Focus On God’s Family

When I think back over my 20 years of singleness, one of the hardest things to deal with is loneliness and living life without a “nuclear family.”  It means you keep switching who you live with, hang out with and often go to church or small group with.  There is very little built in permanence to our relationships as an unmarried person.

This is exasperated by the transience of our society.  We move a lot.  Sometimes this is because we refuse to just settle in and settle down, but sometimes it is harder to stay put. Why can’t you move for that job promotion or calling?  You have fewer ties.

I remember when God was calling me to a new place in my career at age 30.  One of the biggest things that held me back was that I didn’t want to start all over relationally.  When you are married and you move, you have to start over, but you get to do it with someone. You still wake up with the same person, even if it is a new place.

The Church has a huge opportunity here.  But mostly we fumble it because we are focussed on the wrong family. 

As I mentioned last week many churches have family as an idol.  As pointed out by John in the comment section, some churches flat out say this, calling the family the foundational institution of society.  Most churches won’t say that in writing, instead they just imply it by almost everything they do and talk about.  But this is not right and not from the Bible.

Jesus almost never even mentions the nuclear family, and when he does He is usually talking about it mattering too much in the wrong ways.  Now to be fair that was a different culture in which family was more central than in our current one.  However the way to fix the lack of family in our culture is not to focus on it, but instead to focus on God and His family.

Jesus certainly does.  In Matthew 12 Jesus is speaking to people, sharing truths with a crowd.  His nuclear family shows up and they want to talk to him (or maybe reign him in a little).  Jesus responds, “Who is my mother, and who are my brothers?” Pointing to his disciples, he said, “Here are my mother and my brothers. For whoever does the will of my Father in heaven is my brother and sister and mother.”  Not exactly the answer we’d often hear today.

This is so important.  It’s part of what makes the Gospel scandalous.  This idea that there is new order coming, a new Kingdom where things are different and where all are welcome.
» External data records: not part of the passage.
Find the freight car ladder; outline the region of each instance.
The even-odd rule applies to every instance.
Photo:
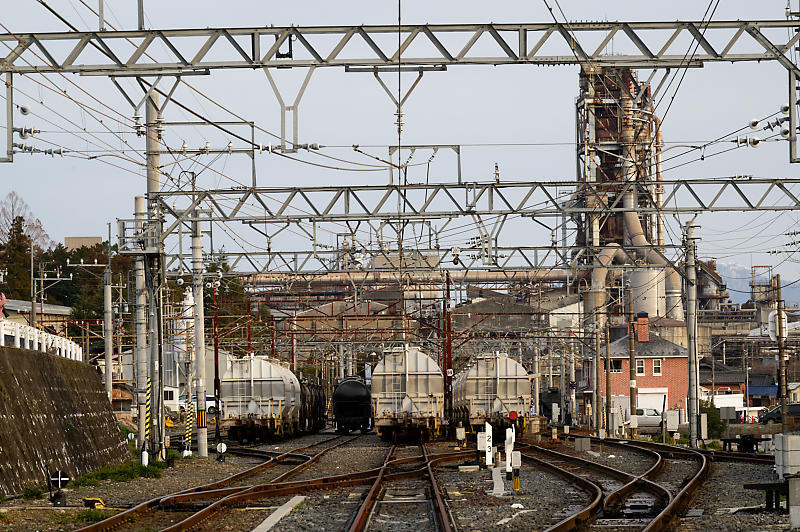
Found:
[[[494,413],[494,400],[497,397],[497,380],[499,378],[499,362],[498,354],[487,356],[485,358],[486,374],[480,375],[482,388],[482,395],[480,396],[481,404],[485,410],[484,415],[491,416]],[[477,368],[480,369],[480,364]]]
[[[386,387],[387,395],[392,400],[392,412],[396,412],[401,416],[403,412],[403,399],[406,391],[406,384],[408,380],[408,347],[404,347],[400,353],[402,372],[393,372],[388,386]],[[398,367],[398,366],[395,366]]]

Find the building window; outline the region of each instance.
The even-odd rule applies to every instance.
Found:
[[[622,360],[611,361],[611,373],[622,373]]]
[[[164,400],[172,401],[173,398],[175,397],[174,393],[175,393],[174,390],[164,390]]]
[[[644,375],[644,360],[636,361],[636,375]]]
[[[661,376],[661,359],[654,358],[653,359],[653,375],[656,377]]]

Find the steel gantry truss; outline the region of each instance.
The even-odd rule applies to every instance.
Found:
[[[800,191],[795,190],[798,183],[800,178],[736,176],[602,183],[526,181],[173,190],[158,194],[163,223],[151,226],[149,235],[143,237],[137,232],[135,220],[120,220],[119,235],[123,250],[140,249],[143,242],[149,242],[151,252],[177,238],[177,245],[171,246],[173,251],[168,254],[166,269],[180,275],[191,270],[189,245],[182,241],[190,235],[193,221],[242,224],[253,231],[261,249],[217,250],[214,260],[225,259],[245,273],[313,276],[364,269],[393,272],[397,264],[392,263],[390,255],[397,250],[401,232],[418,227],[426,238],[416,243],[416,258],[404,265],[407,271],[499,269],[508,270],[508,280],[535,281],[536,275],[523,275],[522,270],[544,268],[546,263],[591,268],[592,260],[587,260],[594,253],[591,248],[580,248],[569,255],[570,248],[563,244],[559,247],[555,235],[565,219],[624,212],[622,198],[629,190],[640,193],[643,202],[637,211],[641,215],[663,216],[800,210]],[[664,191],[660,208],[647,192],[656,185]],[[509,228],[513,223],[545,230],[553,235],[552,242],[523,245],[518,238],[520,226]],[[469,244],[452,246],[440,242],[443,233],[463,227],[469,229],[460,232],[474,235]],[[299,235],[308,245],[297,246],[295,241],[289,251],[280,240],[289,233]],[[514,245],[503,238],[507,233],[515,233]],[[347,244],[321,244],[325,234],[341,235]],[[661,253],[675,247],[654,249]],[[634,255],[646,251],[635,246],[624,249],[631,263],[635,262]],[[380,257],[384,260],[376,262]],[[584,260],[578,261],[581,257]]]
[[[796,26],[793,20],[733,20],[19,33],[0,35],[0,41],[12,50],[0,71],[32,73],[55,68],[82,75],[153,76],[223,68],[391,67],[402,57],[406,67],[592,63],[675,68],[777,60],[800,74],[786,55],[798,36],[788,42],[771,38],[774,30],[784,30],[783,39],[785,30]],[[399,48],[398,30],[403,36]],[[598,44],[589,47],[590,41]],[[687,58],[687,48],[695,45],[697,53]],[[611,46],[622,51],[609,53]],[[555,53],[545,52],[553,47]]]
[[[381,71],[417,71],[420,77],[425,71],[446,70],[453,65],[576,64],[593,69],[642,68],[652,69],[647,83],[662,71],[661,80],[652,92],[654,96],[673,68],[702,67],[715,62],[777,61],[789,73],[789,101],[797,102],[800,68],[790,54],[800,40],[798,26],[800,22],[796,19],[788,19],[0,34],[0,42],[8,52],[0,62],[0,73],[6,73],[10,90],[10,76],[14,73],[77,73],[112,79],[157,77],[153,84],[157,85],[165,76],[202,75],[217,69],[263,69],[281,106],[280,148],[294,151],[293,146],[298,144],[298,104],[318,67],[344,67],[350,72],[366,71],[376,76]],[[688,50],[694,51],[689,55]],[[275,68],[308,71],[292,105],[286,105],[270,74],[270,69]],[[419,78],[414,86],[418,82]],[[173,90],[175,86],[177,82]],[[125,91],[123,94],[130,100]],[[796,104],[790,108],[789,160],[798,162],[795,132],[798,109]],[[287,146],[289,114],[293,123],[292,147]],[[7,122],[10,162],[14,152],[10,115]]]

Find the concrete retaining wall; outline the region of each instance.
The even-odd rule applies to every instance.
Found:
[[[95,368],[39,351],[0,348],[0,494],[71,478],[129,457]]]

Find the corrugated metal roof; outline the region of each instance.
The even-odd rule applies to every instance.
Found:
[[[777,397],[778,386],[775,384],[772,386],[750,386],[747,388],[747,394],[758,397]]]
[[[22,301],[21,299],[7,299],[6,304],[4,307],[6,310],[13,310],[14,312],[27,312],[30,313],[31,311],[31,302],[30,301]],[[36,303],[36,310],[41,312],[39,309],[41,308],[39,303]],[[44,313],[45,314],[55,314],[58,316],[69,316],[72,314],[72,307],[65,307],[63,305],[49,305],[47,303],[44,304]]]

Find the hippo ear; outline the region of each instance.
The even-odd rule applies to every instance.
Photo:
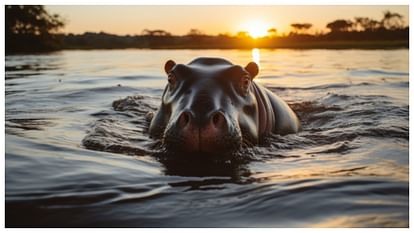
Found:
[[[170,73],[172,68],[175,66],[175,62],[173,60],[168,60],[164,65],[165,73]]]
[[[249,62],[244,68],[249,72],[252,79],[259,73],[259,66],[255,62]]]

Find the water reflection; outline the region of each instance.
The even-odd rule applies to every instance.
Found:
[[[52,73],[62,69],[64,59],[59,53],[48,55],[14,55],[6,57],[6,80]]]
[[[407,221],[398,221],[395,218],[400,217],[398,214],[384,214],[378,216],[375,214],[359,214],[355,216],[337,216],[327,219],[311,227],[331,228],[331,227],[407,227]]]
[[[227,177],[231,182],[247,179],[251,172],[248,160],[211,159],[201,155],[156,154],[165,175],[194,177]]]
[[[260,68],[260,50],[257,48],[252,49],[252,60],[259,65]]]

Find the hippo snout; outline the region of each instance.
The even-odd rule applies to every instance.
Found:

He promises that those who have left all (including family) for the sake of the Kingdom will not be left out.

Again, this doesn’t mean that we shouldn’t teach about how to have a Godly marriage and family.  FAR FROM IT, or as Paul would say, BY NO MEANS.  In fact marriage was ordained by God (pre-sin) and it and the family can be a picture of the Kingdom when done right – so we need to learn to do it right. But what it does mean is that we have got to start from the premise of the bigger picture. A right theology of marriage, singleness and family can only start from having a focus on Jesus and His family first.
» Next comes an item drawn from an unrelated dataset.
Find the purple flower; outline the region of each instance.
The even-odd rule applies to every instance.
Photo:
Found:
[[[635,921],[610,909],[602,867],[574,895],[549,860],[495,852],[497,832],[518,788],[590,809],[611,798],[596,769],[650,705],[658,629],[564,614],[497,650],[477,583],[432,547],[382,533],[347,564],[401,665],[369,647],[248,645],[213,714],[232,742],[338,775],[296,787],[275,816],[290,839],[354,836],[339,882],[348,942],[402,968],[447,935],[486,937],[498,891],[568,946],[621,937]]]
The Church should be a place where everyone feels welcome.  But right now that is often not the case.   And the reason isn’t because single people care less about God.  Here’s the truth – one of the hardest things to do as a single person is go to church alone.  It’s scary.  It’s easier to go almost anywhere else as an unmarried person.  School, work, the bar, the concert, the movies – all easier.  Especially for a non-believer (you know those people we are supposed to be reaching out to).

I’ve lived this.  When you move to a new place, church hunting as a single is brutal.  You have to be super motivated to make it happen.  Friends, when a single person shows up at your church, they are either really trying or really seeking – you need to go get them because if you do, God will move.
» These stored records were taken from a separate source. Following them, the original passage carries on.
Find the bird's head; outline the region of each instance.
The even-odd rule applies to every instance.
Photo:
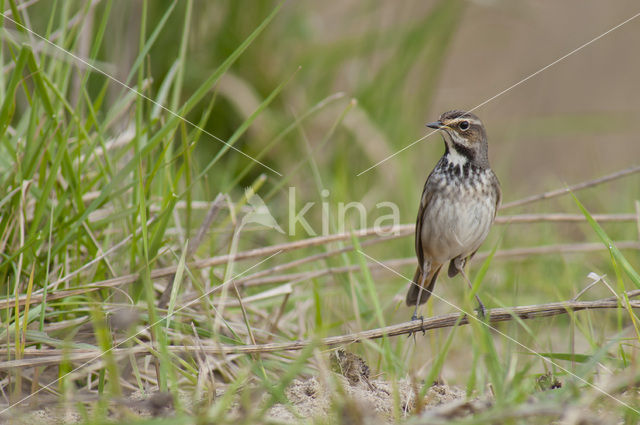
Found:
[[[427,127],[440,130],[445,141],[445,155],[459,157],[472,164],[488,167],[487,133],[480,118],[465,111],[449,111]]]

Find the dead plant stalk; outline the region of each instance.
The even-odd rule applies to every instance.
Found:
[[[640,289],[627,291],[626,296],[633,298],[640,295]],[[516,306],[508,308],[494,308],[487,311],[488,323],[496,324],[499,322],[507,322],[514,319],[531,320],[541,317],[558,316],[570,312],[580,310],[596,310],[606,308],[640,308],[640,300],[630,300],[625,304],[623,297],[603,298],[595,301],[561,301],[547,304],[536,304],[528,306]],[[466,325],[470,320],[480,320],[473,316],[471,319],[465,313],[450,313],[435,317],[429,317],[422,321],[414,320],[410,322],[398,323],[396,325],[385,326],[382,328],[370,329],[361,332],[354,332],[345,335],[332,336],[317,340],[301,340],[292,342],[280,342],[269,344],[250,344],[250,345],[211,345],[207,346],[206,340],[202,340],[202,345],[174,345],[168,349],[175,353],[207,353],[209,355],[216,354],[256,354],[280,351],[301,350],[309,345],[318,347],[333,347],[336,345],[353,344],[365,340],[382,338],[383,336],[398,336],[412,334],[416,332],[428,331],[432,329],[453,327],[456,323]],[[146,355],[155,349],[147,345],[138,345],[131,348],[116,348],[112,350],[113,354],[118,357],[128,356],[131,354]],[[7,355],[7,349],[0,350],[0,355]],[[60,364],[62,361],[81,362],[87,360],[98,360],[102,353],[99,350],[74,349],[67,350],[63,354],[60,349],[25,349],[23,359],[10,360],[0,363],[0,370],[8,370],[12,368],[25,368]]]

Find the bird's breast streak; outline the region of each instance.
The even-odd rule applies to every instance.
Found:
[[[451,198],[449,198],[451,199]],[[422,245],[428,257],[445,262],[476,251],[489,233],[495,200],[463,196],[447,202],[432,199],[425,212]]]

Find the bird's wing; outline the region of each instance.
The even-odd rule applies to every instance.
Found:
[[[493,212],[493,219],[495,220],[496,215],[498,214],[498,209],[500,208],[500,204],[502,204],[502,189],[500,188],[500,180],[498,180],[498,176],[493,174],[493,180],[496,184],[496,191],[498,192],[496,195],[496,210]]]
[[[424,265],[424,252],[422,251],[422,222],[424,221],[424,212],[429,208],[431,198],[433,198],[433,183],[430,183],[431,175],[427,178],[422,189],[422,198],[420,199],[420,207],[418,208],[418,218],[416,219],[416,256],[418,257],[418,267],[422,270]]]

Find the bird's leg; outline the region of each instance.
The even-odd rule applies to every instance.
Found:
[[[427,279],[427,274],[429,273],[429,270],[431,269],[431,267],[427,264],[425,264],[422,267],[422,273],[420,273],[420,287],[418,288],[418,298],[416,299],[416,308],[413,310],[413,316],[411,316],[411,321],[414,320],[418,320],[420,319],[421,321],[424,320],[424,318],[422,316],[418,317],[418,307],[420,307],[420,299],[422,298],[422,290],[424,289],[424,281]],[[415,285],[416,282],[411,281],[412,285]],[[424,329],[422,330],[422,333],[424,334],[425,331]],[[413,339],[415,342],[415,333],[414,332],[410,332],[408,338],[411,338],[411,335],[413,335]]]
[[[424,274],[422,275],[422,279],[420,279],[420,288],[418,288],[418,299],[416,300],[416,308],[413,309],[413,315],[411,316],[411,320],[418,320],[418,307],[420,307],[420,298],[422,298],[422,284],[424,283]],[[415,285],[415,282],[412,282],[412,285]]]
[[[422,291],[424,290],[424,281],[427,279],[427,275],[431,270],[431,266],[429,264],[423,264],[422,273],[420,274],[420,287],[418,288],[418,299],[416,300],[416,308],[413,310],[413,316],[411,316],[411,320],[418,320],[418,307],[420,307],[420,300],[422,299]],[[416,282],[411,282],[412,285],[415,285]],[[421,317],[420,317],[421,318]]]
[[[469,286],[469,289],[471,291],[473,291],[473,284],[471,283],[471,281],[467,277],[467,273],[465,273],[465,271],[464,271],[465,260],[462,259],[462,258],[456,258],[454,261],[455,261],[454,264],[456,265],[456,268],[458,269],[458,271],[460,272],[460,274],[464,278],[464,281],[467,282],[467,285]],[[478,294],[475,294],[475,297],[476,297],[476,301],[478,301],[478,315],[481,318],[484,318],[485,317],[485,312],[486,312],[486,309],[484,308],[484,304],[482,304],[482,301],[480,301],[480,297],[478,296]]]

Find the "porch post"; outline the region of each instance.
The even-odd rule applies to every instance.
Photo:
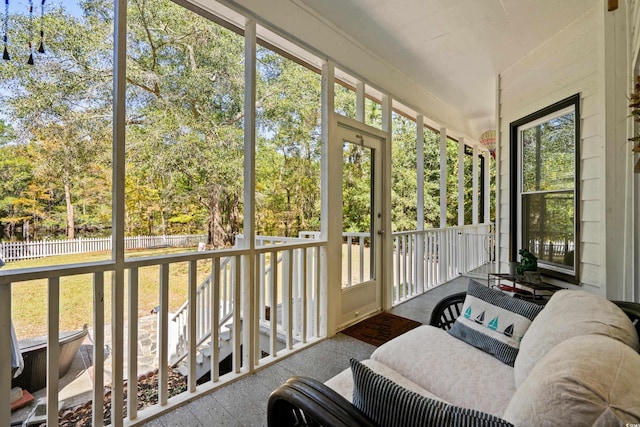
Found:
[[[256,157],[256,22],[248,21],[244,27],[244,219],[243,245],[249,249],[242,263],[242,317],[247,325],[242,328],[242,340],[251,343],[245,346],[242,366],[249,372],[254,370],[256,361],[260,359],[258,330],[258,310],[263,310],[255,302],[255,157]],[[286,302],[283,301],[283,304]],[[274,307],[274,310],[276,307]]]
[[[447,227],[447,128],[440,128],[440,228],[438,234],[438,284],[448,276],[447,259],[449,242],[444,228]]]
[[[464,138],[458,141],[458,226],[464,225]]]
[[[112,276],[111,308],[111,354],[112,354],[112,394],[111,424],[123,425],[124,393],[123,357],[124,342],[124,208],[125,208],[125,120],[126,120],[126,78],[127,78],[127,1],[118,0],[114,9],[114,48],[113,48],[113,184],[112,184],[112,249],[111,257],[115,262]],[[104,333],[104,331],[96,331]],[[102,349],[94,349],[102,351]],[[97,373],[102,375],[102,373]],[[162,377],[160,377],[162,380]],[[57,416],[57,414],[56,414]]]
[[[447,226],[447,128],[440,128],[440,228]]]
[[[491,153],[484,154],[484,223],[491,222]]]
[[[471,223],[476,225],[478,224],[478,146],[474,144],[473,146],[473,207],[472,207],[472,221]]]
[[[417,290],[424,292],[424,116],[416,116],[416,188],[417,188],[417,218],[416,230],[416,276]]]
[[[464,138],[460,137],[458,140],[458,227],[464,226],[464,154],[465,144]],[[467,245],[464,241],[465,236],[462,231],[459,231],[457,236],[458,250],[458,272],[466,271],[466,254]]]
[[[320,239],[320,334],[333,336],[342,312],[342,147],[333,141],[335,69],[332,61],[322,64],[322,155]]]
[[[356,120],[364,123],[364,83],[356,84]]]
[[[382,308],[388,310],[393,305],[393,236],[391,230],[391,137],[392,127],[391,97],[382,96],[382,130],[387,132],[387,143],[382,157]]]

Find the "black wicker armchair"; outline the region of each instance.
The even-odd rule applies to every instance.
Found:
[[[271,393],[267,422],[270,427],[375,426],[347,399],[323,383],[306,377],[289,378]]]
[[[459,292],[441,299],[431,312],[429,324],[445,331],[451,329],[460,313],[462,313],[462,306],[466,296],[466,292]]]

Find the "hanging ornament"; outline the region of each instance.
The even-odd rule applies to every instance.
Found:
[[[487,130],[482,132],[480,135],[480,144],[487,147],[491,156],[496,158],[496,131],[495,130]]]
[[[9,56],[9,50],[7,49],[7,43],[9,41],[9,37],[7,34],[9,33],[9,0],[4,0],[4,52],[2,53],[2,59],[5,61],[9,61],[11,57]]]
[[[38,46],[38,52],[44,53],[44,2],[40,3],[40,46]]]
[[[27,64],[33,65],[33,0],[29,0],[29,59]]]

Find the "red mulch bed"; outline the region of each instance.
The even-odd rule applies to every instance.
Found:
[[[124,416],[127,415],[126,399],[127,384],[124,384]],[[111,389],[105,387],[104,394],[104,425],[111,424]],[[168,380],[169,397],[182,393],[187,389],[187,377],[177,370],[169,368]],[[158,403],[158,370],[138,377],[138,410]],[[73,408],[63,409],[59,413],[59,424],[63,427],[91,426],[93,402],[89,400]],[[46,426],[46,424],[43,424]]]

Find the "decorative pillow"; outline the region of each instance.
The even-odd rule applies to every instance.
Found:
[[[351,359],[353,405],[381,427],[512,426],[473,409],[459,408],[409,391]]]
[[[462,314],[449,333],[513,366],[520,341],[542,308],[470,280]]]

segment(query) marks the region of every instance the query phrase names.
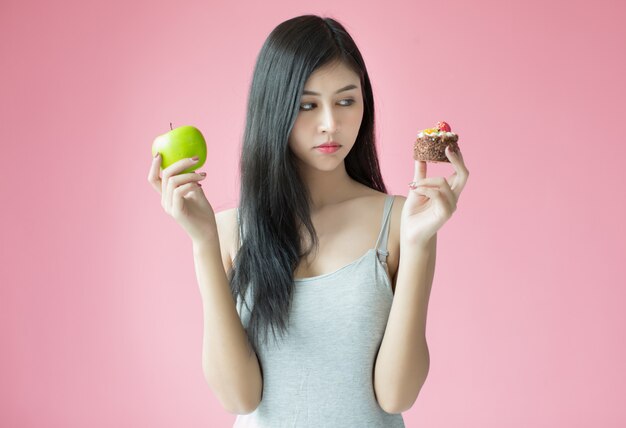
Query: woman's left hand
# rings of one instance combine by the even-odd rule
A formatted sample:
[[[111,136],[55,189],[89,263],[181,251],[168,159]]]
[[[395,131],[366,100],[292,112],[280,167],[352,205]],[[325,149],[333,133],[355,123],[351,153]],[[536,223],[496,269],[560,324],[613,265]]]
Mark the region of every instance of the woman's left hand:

This starts by focusing on the Church family.  This is why it’s so important for married and singles to be friends.  As I’ve mentioned before, all my mentors have been married.  I have fathers, mothers, brothers, sisters and even kids that are married as well as single.  They are my family just as much as my blood family.

We singles need to do our part.  The Church should be our permanence. That’s the promise of the Gospel and the way it’s going to be in the end anyway.  But when the focus is on the nuclear family and not the Church family we don’t fit.

What is your church’s focus?  Which family is first?